Thursday, June 5, 2008

The American Model in the German System

Check out this great article from the NYTimes that specially focuses on the Festspielhaus Baden-Baden and how it has Americanized its not-for-profit festival. Europe as a whole, and Germany in particular has always had a strong subsidized arts culture. Just a few years ago it would have been unthinkable to ask private donors and foundations for money. But now that the cuts to public funding are increasing, organizations are being forced to rethink their fundraising activities. Here’s a taste.

"It’s a trans-Atlantic looking-glass situation. Germany alone this year, including all city, state and federal support, will dole out a total of $12.4 billion on culture — libraries, theaters, museums, musical and dance groups — including $4.6 billion just for music and theater, according to the country’s department for statistics. There are no fewer than 80 state opera houses, staging 7,000 performances a year.

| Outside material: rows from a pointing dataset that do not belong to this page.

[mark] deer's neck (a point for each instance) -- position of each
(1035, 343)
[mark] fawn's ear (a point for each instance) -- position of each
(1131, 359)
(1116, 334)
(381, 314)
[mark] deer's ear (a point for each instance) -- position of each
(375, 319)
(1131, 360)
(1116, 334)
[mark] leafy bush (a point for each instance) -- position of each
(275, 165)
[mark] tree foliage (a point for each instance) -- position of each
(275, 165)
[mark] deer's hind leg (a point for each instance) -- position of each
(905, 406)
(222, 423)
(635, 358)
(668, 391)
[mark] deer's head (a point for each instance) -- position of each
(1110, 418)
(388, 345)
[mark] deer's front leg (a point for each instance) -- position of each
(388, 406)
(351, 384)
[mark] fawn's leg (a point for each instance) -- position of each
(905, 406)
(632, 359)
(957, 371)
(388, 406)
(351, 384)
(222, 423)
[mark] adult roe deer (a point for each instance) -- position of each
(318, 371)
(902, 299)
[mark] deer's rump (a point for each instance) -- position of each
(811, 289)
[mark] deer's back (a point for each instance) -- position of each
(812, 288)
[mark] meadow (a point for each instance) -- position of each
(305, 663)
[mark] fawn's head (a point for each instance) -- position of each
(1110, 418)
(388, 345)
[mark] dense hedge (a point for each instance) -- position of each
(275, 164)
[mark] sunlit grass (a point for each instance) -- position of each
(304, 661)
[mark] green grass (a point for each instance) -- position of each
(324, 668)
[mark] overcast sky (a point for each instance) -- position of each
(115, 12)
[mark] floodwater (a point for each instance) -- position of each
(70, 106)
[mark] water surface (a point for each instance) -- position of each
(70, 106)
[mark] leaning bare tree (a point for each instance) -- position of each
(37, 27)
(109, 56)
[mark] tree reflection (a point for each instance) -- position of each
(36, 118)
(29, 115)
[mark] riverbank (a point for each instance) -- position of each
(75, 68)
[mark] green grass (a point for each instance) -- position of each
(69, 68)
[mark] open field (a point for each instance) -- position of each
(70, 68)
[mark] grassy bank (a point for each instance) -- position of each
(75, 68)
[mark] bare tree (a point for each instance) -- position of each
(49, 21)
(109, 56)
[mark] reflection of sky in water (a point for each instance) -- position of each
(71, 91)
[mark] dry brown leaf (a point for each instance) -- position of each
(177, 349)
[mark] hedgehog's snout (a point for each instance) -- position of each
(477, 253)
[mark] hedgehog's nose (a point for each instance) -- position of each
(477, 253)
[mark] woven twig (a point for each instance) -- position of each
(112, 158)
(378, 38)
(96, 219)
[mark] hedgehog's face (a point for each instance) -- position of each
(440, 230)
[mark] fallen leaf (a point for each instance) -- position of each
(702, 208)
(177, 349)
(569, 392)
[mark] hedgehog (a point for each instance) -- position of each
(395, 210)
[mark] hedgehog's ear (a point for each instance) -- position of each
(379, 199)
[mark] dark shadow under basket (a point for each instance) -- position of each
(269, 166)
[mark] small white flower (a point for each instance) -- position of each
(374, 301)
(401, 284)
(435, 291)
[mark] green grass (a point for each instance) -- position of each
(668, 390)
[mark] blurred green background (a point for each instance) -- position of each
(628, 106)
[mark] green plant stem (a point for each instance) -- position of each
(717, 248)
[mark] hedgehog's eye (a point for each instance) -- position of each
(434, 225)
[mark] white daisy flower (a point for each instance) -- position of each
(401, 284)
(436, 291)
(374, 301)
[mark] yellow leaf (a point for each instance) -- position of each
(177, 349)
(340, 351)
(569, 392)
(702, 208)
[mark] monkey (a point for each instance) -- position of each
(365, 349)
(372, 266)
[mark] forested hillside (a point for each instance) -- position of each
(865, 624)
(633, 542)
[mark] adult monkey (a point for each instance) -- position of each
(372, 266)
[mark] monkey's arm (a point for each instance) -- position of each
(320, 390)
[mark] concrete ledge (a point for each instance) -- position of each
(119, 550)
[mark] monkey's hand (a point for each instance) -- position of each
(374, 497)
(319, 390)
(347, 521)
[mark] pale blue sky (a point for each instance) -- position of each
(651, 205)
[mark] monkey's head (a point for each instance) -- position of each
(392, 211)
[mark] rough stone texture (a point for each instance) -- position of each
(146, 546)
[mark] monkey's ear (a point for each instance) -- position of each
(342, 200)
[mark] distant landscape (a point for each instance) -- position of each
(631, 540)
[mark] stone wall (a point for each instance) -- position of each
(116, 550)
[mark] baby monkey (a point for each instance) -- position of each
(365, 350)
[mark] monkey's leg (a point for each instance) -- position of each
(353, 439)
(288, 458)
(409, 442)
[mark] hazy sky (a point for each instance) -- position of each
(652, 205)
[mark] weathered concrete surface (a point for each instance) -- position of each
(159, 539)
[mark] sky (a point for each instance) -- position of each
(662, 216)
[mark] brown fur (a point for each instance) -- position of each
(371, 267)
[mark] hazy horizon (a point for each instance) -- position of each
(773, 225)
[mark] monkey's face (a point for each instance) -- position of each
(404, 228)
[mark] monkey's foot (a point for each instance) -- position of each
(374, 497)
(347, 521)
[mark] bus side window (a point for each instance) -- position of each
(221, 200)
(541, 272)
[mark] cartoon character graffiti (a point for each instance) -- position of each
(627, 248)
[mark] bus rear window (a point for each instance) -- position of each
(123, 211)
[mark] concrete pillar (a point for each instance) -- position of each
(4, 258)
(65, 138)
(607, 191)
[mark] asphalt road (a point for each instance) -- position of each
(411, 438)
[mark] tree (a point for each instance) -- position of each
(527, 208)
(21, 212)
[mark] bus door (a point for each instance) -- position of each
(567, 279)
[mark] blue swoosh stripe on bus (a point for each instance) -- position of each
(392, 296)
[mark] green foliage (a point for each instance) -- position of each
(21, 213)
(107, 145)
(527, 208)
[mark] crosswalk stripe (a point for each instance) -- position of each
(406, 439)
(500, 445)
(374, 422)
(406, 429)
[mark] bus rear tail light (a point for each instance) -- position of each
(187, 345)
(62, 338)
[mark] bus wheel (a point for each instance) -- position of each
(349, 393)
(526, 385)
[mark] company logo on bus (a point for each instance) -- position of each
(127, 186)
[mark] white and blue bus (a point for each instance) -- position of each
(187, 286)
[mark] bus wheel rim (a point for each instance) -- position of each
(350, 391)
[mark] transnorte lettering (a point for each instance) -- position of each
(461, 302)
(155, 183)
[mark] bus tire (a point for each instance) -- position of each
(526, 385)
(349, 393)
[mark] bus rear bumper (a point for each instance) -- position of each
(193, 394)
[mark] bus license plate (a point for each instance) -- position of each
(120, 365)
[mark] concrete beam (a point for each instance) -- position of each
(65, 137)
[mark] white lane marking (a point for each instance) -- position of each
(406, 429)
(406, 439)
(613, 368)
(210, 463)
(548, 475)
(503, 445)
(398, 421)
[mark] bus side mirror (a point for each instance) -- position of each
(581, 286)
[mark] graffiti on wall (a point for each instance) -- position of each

That sounds great, astonishing even. But the system, bloated and not everywhere well managed, inevitably produces much mediocrity. The reality is that about 20 percent of the budget for Berlin’s three struggling opera companies today must come from private contributions. Bayreuth scrambles to raise nearly half its budget from donations and ticket sales. It would have gone bankrupt by now if donors hadn’t made up for deficits due to bad leadership."